Many of the people have developed traumatic stress, similar to refugees who have been confined in the camps for over 21 years at Kakuma. They lack the society set up back at their homes and social safety. They also felt discrimination from the host community of Turkana but over the years the local community was accommodating and accepting their stay and relationships improved.
In the interviews many IDPs agreed they would rather stay in such camps than return to the homes they fled from, citing insecurity and loss of assets as a major reason for the stay. “I came from Siaya-Luanda with 10 grandchildren whose parents were killed in post election violence, we still have no hope in life!” Lobina Achenge, 80 years old told Kanere.
During this year’s presidential election, the IDPs had hope for the betterment of their future, though it made them recall the 2007/8 post election violence. “Are we citizens? we will never vote! we’re living in bad situations, we’ll not be equal again,” said Thomas at the IDPs camp in Kakuma.

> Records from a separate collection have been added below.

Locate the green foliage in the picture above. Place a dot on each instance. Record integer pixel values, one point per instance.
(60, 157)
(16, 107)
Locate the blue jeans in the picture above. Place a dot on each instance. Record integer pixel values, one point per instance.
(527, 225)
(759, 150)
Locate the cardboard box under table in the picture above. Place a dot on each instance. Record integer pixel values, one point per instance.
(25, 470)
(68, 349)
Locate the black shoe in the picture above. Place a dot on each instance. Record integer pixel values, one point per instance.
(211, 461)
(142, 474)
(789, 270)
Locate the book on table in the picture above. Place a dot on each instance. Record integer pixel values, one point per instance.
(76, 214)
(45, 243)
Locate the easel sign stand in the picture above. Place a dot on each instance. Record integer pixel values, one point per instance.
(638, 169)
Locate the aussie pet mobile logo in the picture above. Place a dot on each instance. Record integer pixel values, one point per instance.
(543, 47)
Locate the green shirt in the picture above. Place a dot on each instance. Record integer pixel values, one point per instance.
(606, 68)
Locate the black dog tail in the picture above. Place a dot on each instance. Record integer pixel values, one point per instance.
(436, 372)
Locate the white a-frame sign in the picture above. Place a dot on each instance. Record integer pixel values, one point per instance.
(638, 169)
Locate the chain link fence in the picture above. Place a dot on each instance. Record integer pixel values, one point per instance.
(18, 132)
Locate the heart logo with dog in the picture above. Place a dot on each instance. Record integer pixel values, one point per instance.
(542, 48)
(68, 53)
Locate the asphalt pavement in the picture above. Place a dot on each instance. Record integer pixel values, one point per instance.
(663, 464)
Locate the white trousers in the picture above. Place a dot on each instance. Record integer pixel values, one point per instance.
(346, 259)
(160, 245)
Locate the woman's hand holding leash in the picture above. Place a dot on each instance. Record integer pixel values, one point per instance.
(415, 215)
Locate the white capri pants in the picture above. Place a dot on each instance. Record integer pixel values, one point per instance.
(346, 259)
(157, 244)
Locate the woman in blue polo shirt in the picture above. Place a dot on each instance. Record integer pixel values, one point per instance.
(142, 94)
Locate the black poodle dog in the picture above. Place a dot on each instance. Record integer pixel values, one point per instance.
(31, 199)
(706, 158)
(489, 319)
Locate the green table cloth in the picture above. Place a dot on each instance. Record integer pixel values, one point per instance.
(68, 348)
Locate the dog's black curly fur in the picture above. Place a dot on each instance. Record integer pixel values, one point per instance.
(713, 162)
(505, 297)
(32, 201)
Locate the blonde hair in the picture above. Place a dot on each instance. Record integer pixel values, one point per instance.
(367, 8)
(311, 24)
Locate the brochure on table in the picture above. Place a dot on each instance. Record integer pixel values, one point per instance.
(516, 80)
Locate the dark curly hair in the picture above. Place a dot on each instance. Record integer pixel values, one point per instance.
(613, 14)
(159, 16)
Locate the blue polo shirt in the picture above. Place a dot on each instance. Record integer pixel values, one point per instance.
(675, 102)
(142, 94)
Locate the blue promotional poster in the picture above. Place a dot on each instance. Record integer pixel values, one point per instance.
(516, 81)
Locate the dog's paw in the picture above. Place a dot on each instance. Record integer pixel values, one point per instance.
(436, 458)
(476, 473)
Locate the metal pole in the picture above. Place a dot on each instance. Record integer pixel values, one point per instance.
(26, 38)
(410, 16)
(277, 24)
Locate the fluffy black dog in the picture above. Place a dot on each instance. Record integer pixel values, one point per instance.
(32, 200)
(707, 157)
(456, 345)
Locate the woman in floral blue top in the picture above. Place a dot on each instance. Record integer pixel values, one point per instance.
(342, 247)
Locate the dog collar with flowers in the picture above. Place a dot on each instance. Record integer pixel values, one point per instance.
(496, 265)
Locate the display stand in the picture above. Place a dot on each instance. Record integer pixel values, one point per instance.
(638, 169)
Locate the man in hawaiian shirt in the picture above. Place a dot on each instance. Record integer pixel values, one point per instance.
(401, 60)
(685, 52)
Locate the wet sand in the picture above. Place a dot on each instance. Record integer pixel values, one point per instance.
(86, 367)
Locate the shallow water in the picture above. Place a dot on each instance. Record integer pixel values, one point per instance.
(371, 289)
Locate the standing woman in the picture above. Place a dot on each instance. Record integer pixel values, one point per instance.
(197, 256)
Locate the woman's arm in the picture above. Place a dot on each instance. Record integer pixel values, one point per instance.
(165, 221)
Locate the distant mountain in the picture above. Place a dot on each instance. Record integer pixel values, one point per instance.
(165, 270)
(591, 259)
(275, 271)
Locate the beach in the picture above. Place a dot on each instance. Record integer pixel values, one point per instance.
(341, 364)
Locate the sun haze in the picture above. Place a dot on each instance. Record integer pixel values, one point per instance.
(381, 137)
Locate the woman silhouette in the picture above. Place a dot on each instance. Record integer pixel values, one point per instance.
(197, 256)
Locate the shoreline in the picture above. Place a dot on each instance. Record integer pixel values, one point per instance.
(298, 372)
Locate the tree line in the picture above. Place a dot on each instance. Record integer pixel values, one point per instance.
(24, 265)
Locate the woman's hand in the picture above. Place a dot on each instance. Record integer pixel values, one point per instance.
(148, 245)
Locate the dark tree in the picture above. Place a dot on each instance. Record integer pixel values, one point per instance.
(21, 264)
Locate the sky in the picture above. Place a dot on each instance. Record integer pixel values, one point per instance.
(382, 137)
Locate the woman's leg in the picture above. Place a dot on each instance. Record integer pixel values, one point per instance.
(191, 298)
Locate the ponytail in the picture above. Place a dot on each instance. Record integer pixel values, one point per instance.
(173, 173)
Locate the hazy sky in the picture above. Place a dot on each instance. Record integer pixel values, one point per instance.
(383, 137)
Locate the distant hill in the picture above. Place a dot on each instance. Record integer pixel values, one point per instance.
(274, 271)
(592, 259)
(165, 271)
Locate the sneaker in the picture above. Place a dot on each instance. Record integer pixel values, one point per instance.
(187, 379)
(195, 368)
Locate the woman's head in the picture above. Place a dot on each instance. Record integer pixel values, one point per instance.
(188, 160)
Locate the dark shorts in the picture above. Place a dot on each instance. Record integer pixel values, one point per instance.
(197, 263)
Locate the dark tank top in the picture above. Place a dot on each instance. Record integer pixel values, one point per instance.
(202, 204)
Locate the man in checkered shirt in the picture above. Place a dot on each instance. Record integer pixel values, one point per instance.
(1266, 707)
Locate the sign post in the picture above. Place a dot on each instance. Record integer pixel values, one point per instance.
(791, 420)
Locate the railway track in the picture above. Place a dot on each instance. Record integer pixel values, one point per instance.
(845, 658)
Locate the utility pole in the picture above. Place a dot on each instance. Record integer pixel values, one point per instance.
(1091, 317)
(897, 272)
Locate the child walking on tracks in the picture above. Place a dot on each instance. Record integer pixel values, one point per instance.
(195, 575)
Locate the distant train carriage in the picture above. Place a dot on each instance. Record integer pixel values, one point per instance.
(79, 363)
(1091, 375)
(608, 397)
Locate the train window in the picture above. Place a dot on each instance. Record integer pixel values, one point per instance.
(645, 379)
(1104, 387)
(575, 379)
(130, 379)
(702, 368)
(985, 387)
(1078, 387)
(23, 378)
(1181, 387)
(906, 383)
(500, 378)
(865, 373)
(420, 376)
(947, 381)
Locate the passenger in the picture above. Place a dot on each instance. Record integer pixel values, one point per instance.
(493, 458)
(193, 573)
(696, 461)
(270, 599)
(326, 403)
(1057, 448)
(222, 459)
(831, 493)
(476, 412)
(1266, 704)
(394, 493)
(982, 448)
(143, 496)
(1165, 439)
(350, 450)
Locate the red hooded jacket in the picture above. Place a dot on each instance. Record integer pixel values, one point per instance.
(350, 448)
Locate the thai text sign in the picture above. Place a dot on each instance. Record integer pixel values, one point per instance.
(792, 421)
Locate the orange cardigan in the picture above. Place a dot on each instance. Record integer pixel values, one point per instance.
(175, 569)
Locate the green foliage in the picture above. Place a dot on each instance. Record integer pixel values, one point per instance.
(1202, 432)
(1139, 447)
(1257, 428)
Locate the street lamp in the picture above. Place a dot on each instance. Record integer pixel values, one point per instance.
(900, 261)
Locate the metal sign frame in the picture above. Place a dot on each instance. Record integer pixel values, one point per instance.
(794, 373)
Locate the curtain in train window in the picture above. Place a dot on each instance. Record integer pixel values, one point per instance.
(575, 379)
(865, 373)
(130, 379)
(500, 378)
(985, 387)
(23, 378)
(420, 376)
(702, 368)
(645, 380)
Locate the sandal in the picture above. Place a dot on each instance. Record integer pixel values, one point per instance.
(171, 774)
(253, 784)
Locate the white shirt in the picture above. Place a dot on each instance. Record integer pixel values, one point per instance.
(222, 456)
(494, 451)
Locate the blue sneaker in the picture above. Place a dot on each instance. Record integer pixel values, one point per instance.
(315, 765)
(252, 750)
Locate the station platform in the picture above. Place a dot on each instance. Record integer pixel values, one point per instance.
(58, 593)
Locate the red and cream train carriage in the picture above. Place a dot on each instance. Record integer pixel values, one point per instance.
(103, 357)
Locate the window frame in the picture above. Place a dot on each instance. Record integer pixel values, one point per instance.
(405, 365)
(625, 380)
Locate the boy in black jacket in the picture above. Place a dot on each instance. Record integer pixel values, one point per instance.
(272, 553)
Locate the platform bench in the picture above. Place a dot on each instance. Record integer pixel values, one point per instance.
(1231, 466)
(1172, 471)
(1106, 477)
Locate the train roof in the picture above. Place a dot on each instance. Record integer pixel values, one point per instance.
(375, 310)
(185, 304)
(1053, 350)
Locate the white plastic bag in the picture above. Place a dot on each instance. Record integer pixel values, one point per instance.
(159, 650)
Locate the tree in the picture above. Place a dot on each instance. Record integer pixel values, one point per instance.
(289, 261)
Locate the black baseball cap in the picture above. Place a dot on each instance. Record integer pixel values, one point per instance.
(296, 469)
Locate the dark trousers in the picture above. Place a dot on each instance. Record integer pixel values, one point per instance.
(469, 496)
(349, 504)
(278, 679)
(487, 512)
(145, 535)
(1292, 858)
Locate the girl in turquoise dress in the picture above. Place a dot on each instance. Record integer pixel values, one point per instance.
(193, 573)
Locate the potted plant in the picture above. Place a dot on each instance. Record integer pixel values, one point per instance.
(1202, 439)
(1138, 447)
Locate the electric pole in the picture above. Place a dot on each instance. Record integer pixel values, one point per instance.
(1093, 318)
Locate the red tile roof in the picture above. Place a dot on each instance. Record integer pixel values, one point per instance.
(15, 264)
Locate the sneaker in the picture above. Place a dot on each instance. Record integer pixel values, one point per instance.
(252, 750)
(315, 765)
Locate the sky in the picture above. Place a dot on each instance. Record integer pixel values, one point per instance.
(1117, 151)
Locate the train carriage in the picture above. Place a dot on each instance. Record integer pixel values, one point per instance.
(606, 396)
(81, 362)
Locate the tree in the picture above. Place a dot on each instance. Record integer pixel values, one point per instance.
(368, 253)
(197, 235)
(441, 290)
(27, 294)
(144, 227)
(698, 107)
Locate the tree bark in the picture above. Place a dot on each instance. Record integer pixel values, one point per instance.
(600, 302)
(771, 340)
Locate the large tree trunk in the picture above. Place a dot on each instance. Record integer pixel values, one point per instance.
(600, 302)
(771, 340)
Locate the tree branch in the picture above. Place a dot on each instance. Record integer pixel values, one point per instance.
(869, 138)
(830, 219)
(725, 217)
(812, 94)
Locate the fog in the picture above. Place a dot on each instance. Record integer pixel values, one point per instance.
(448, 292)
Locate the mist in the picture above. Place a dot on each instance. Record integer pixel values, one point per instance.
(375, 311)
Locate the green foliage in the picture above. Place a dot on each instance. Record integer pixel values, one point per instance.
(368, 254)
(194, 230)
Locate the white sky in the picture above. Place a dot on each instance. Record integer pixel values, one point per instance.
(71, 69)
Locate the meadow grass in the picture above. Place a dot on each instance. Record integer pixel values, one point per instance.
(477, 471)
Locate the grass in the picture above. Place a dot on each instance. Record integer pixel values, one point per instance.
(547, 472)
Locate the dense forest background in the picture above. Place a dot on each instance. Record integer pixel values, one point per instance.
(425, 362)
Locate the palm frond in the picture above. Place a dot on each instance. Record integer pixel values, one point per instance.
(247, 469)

Kanere learnt that protection of IDPs and work towards a durable solution was very slow country wide, even after the 4th March Kenyan election – the government has not done enough and the IDPs as citizens of this country feel strongly neglected.
However, the Kenyan government has recently passed a bill on the protection of internally displaced persons, which was pending cabinet approval and tabling in parliament for many years. The move could be a new dawn of hope for IDPs in Kenya.